The centerpieces for our DIY Asian-themed wedding – opinions please! (Pic heavy)

posted 3 years ago in Decor
  • poll: Should I keep my centerpieces as they are?
    Yes - they are cohesive enough and look like a variation of the same theme : (32 votes)
    73 %
    No - choose just one and make 10 identical arrangements : (2 votes)
    5 %
    No - stick with paper and glass lantern arrangements (make 5 of each) : (0 votes)
    No - redo the whole thing, they are hideous! : (10 votes)
    23 %
  • Post # 3
    1024 posts
    Bumble bee
    • Wedding: June 2014

    They’re all beautiful and are very cohesive! They look great!


    Post # 5
    2196 posts
    Buzzing bee
    • Wedding: August 2015

    I think they are definitely cohesive enough. I like them all 🙂 Very pretty

    Post # 6
    11772 posts
    Sugar Beekeeper
    • Wedding: May 2013

    WOW! Those are all SO stunning!

    You are seriously gifted with cerpiece design!

    Post # 8
    2915 posts
    Sugar bee
    • Wedding: August 2013 - Wynn Las Vegas

    Wow I love them all. What a great idea!

    Post # 10
    472 posts
    Helper bee
    • Wedding: December 2014 - The Villa

    These are gorgeous and make me wish I was asian! Lol. I love this. I’m doing the same kinda thing… elements varying a tad b/c i’m diy-ing and it is impossible to get the same thing for all 18+ tables.

    Do you have decor for your sweetheart table? I’d love to see that… that’s where i’m hung up the most.

    Great job!

    Post # 11
    42157 posts
    Honey Beekeeper
    • Wedding: November 1999

    They definitlely reflect an asian vibe and you have done a great job unifying the various elements. I just think they are at times overdone.

    1. I would not use the gold candle holder in the front, and reduce the number of votives on each side to 3.

    2. Same thing for the votives and not use the things scattered in the front.

    3.Just too much-take away the square red candle, if you want to use the gold holders with a candle or flower, then don’t use the votives- or vice versa. Again reduce the number of votives.

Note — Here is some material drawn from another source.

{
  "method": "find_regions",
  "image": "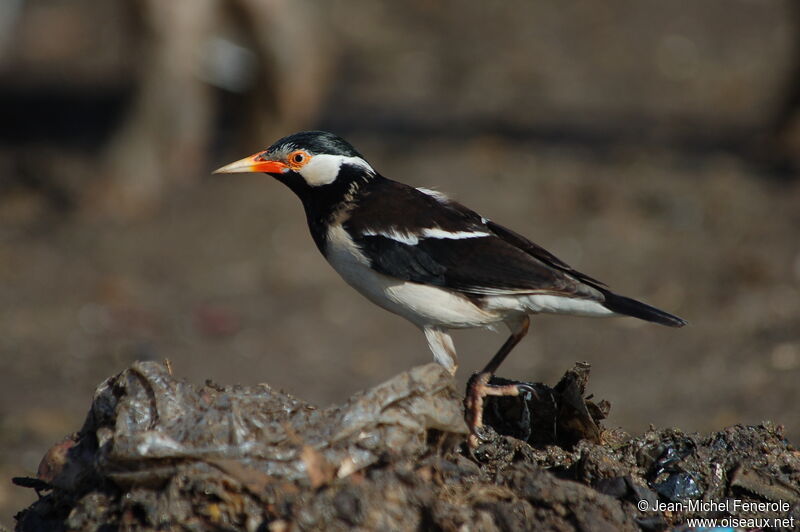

    4.too much again. use the cylinder vases or the bowl vase with the candle- not both- reduce the # of votives

    5.I like the lotus blossoms in the gold dishes, so I would not use the votives, or the gold dish on the left

    6.use the gold dishes or the votives- not both

    Post # 12
    63 posts
    Worker bee
    • Wedding: May 2014

    Two thoughts – 

    1. The two major Asian design influences that I saw when I lived in East Asia were either more Japanese-zen style (very clean lines, muted neutral colors, lots of wood and stone, uncluttered) or totally over the top traditional Chinese (red and gold, lots of details, metallic, flowers, etc).  Your centerpieces have elements of both – some seem too fussy to be zen-style, while others don’t seem quite exuberant enough for the more traditional Chinese style. So I think that it might be more cohesive to lean towards one or the other.

    2. You might want to be careful about color combinations because the ones with a lot of red and green and gold look very Christmas-sy!  

    Post # 15
    543 posts
    Busy bee
    • Wedding: September 2013

    @eakhmet:  I think these are awesome. I like how they’re each unique but have common items in each one, like the moss. I’m assuming each table has 8 votives because thats a lucky number? I like the concept but it feels a little unbalanced on tables that have a lot of other votive/floating candles in the design. I like how you incorporated the 5 elements. Every table has earth (moss), fire (candles).  It’s hard to tell from the pictures if each of the designs incorporate the other 3.  Some have metal trays, and water for the floating lilies and candles, and wood. Are you numbering the tables for assigned seating? If so then maybe each table can have its own lucky element (butterflies, stars, lotus, cranes, peonies, dragon, Phoenix…) and use the name instead of numbers.

    Post # 16
    1787 posts
    Buzzing bee
    • Wedding: September 2013

    @eakhmet:  “The thing is, I’m neither Chinese or Japanese and we are not having a traditional Japanese/Chinese wedding with all the ceremonial elements that are usually present there. Therefore, I felt like doing 100% authentic decorations would be inappropriate.”

    I think cherry picking bits from different cultures that you’re not a part of is not super appropriate either. Are your future inlaws Chinese or Japanese, or do you have any Chinese or Japanese friends whose opinions you could ask?  They would probably have a better idea about what’s appropriate.